Federal Public Sector Labour Relations and Employment Board

Board overview
- Formed: November 1, 2014
- Preceding agencies: Public Service Labour Relations Board; Public Service Staffing Tribunal;
- Type: quasi-judicial statutory tribunal
- Headquarters: C.D. Howe Building, 240 Sparks St., Ottawa, ON;
- Minister responsible: Joël Lightbound, Minister of Public Services and Procurement;
- Board executive: Edith Bramwell, Chairperson;
- Key document: Federal Public Sector Labour Relations and Employment Board Act;
- Website: https://fpslreb-crtespf.gc.ca/

= Federal Public Sector Labour Relations and Employment Board =

Independent quasi-judicial tribunal in Canada

The Federal Public Sector Labour Relations and Employment Board (FPSLREB; Commission des relations de travail et de l’emploi dans le secteur public fédéral, LCRTESPF) is an independent quasi-judicial tribunal that administers the collective bargaining and "grievance adjudication systems" in Canada's federal public service and in Parliament.

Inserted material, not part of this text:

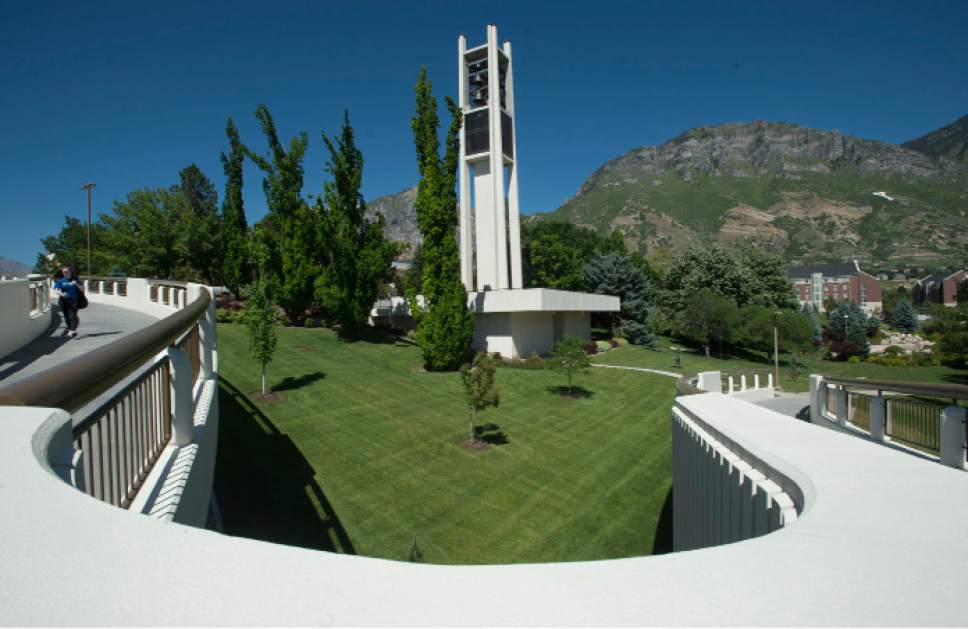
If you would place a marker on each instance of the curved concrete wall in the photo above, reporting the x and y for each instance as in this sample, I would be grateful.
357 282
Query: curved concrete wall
878 542
22 322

It formed on 1 November 2014 through the merger of the former Public Service Labour Relations Board and the former Public Service Staffing Tribunal. It resolves labour relations issues and staffing complaints among federal public servants through adjudication and mediation.

== History ==
The Public Service Labour Relations Board (Commission des relations de travail dans la fonction publique) was an independent quasi-judicial statutory tribunal that reported to Parliament through the Minister of Public Services and Procurement. It was responsible for administering the collective bargaining and grievance adjudication systems in the federal public service and in Parliament. Moreover, by agreement with the Government of the Yukon, the Board also administered the collective bargaining and grievance adjudication systems under the Yukon Education Staff Relations Act and the Yukon Public Service Staff Relations Act.

In 2003, a new Public Service Labour Relations Act was passed by Parliament (S.C. 2003, c.22), coming into force on 1 April 2005, replacing the Public Service Staff Relations Act (R.S.C., 1985, c. P-35). In 2014, the Board was merged with the Public Service Staffing Tribunal under the Federal Public Sector Labour Relations and Employment Board Act to form the Federal Public Sector Labour Relations and Employment Board. As such, today's Board is responsible for the duties that were previously dealt with by the former tribunals under the Federal Public Sector Labour Relations Act and the Public Service Employment Act, respectively.

== Organization ==

=== Members ===
The Board is composed of a chairperson, up to 2 vice-chairpersons, up to 12 full-time members, and additional part-time members as required. The Governor in Council appoints full-time Board members for terms of no longer than 5 years and part-time Board members for terms of up to 3 years, and may be re-appointed any number of times.

As of 25 April 2021, full-time members include:

- Edith Bramwell, Chairperson
- Amélie Lavictoire, Vice-chairperson
- Audrey Lizotte, Vice-chairperson

- Adrien Bieniasiewicz
- Pierre-Marc Champagne
- Caroline Engmann
- Goretti Fukamusenge
- Bryan R. Gray
- Patricia Harewood
- Asha M. Kurian
- Nicholas Pernal
- Christopher Rootham
- Nancy Rosenberg
- Brian Russell

and 11 part-time board members
=== Legislation and clients ===
Under the Federal Public Sector Labour Relations and Employment Board Act, the Board is responsible for interpreting and applying the following legislation:

- Federal Public Sector Labour Relations Act (FPSLRA) — Collective bargaining and grievance adjudication systems for the federal public sector and Parliament, as well as RCMP members and reservists.
- Public Service Employment Act (PSEA) — Complaints related to internal appointments, appointment revocations, and lay-offs in the federal public service.
- Canadian Human Rights Act — Human rights issues in grievances and complaints under FPSLRA and PSEA.
- Parliamentary Employment and Staff Relations Act — Collective bargaining and grievance adjudication for the institutions of Parliament.
- Public Sector Equitable Compensation Act — Pay equity complaints in the federal public service. This Act is to be repealed and replaced by the Pay Equity Act, which received royal assent on 13 December 2018 but is not yet in force.
- Canada Labour Code, Part II — Complaints related to workplace health and safety and reprisals in the federal public service.

The Treasury Board of Canada, employing over 279,000 public servants in 27 bargaining units, is the main employer covered by the Board's mandate. The majority (60%) of unionized federal public service employees are represented by the Public Service Alliance of Canada, while 23% are represented by the Professional Institute of the Public Service of Canada as the second-largest bargaining agent, and 17% are represented by the other 25 bargaining units.